À travers ce portrait de deux familles que tout oppose, le réalisateur alterne donc les genres avec une apparente facilité déconcertante. Comédie satirique, drame familiale, film d’horreur, home invasion… Bong Joon Ho concocte sa mixture avec maestria et la saupoudre en plus d’une BO aux relents lyriques décuplant la force de certaines séquences et d’un casting exceptionnel, à commencer par son acteur fétiche Song Kang Ho qui trouve une nouvelle fois ici un rôle de loser magnifique dont le regard trahit toute la détresse intérieure. Seule faute de goût de la recette : un épilogue un poil poussif et un plan final de trop, qui détruit malheureusement toute la délicieuse ambiguïté de celui qui le précède qui, lui, aurait mérité d’être la note finale de cet élixir filmique.
Véritable concentré de génie cinématographique, il est logique (mais non moins grandement réjouissant) que Parasite ait raflé la Palme d’or. Sa galerie subtile et pertinente de portraits, son écriture exemplaire et son déploiements cinématographique riche en font un objet de cinéma original, vénéneux et pénétrant.

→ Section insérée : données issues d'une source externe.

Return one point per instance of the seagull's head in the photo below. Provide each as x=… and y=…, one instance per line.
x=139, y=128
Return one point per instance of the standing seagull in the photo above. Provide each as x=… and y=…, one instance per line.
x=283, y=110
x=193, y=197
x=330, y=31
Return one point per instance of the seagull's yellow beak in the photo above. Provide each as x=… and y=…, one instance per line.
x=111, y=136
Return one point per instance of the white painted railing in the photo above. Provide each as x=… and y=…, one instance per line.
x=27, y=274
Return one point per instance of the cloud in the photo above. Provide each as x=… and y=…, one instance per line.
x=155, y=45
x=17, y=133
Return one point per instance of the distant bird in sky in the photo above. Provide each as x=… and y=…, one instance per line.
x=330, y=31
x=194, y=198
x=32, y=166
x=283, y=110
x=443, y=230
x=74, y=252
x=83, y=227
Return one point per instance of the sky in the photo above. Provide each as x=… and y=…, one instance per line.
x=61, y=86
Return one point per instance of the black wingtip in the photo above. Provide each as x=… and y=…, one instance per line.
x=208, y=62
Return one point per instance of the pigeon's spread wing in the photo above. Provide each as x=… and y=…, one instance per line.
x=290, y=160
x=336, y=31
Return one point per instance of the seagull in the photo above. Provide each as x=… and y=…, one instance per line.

S’il n’atteint jamais les sommets émotionnels de Memories of Murder, The Host et Mother, Parasite reste un grand film, tour à tour drôle, attachant et terrifiant. Une œuvre à la précision chirurgicale et à la poésie inquantifiable. On ressort de la salle étourdi par la virtuosité de l’ensemble et secoué par un dernier segment sauvage où la violence morale faite aux uns se transforme en sévices physiques faites aux autres.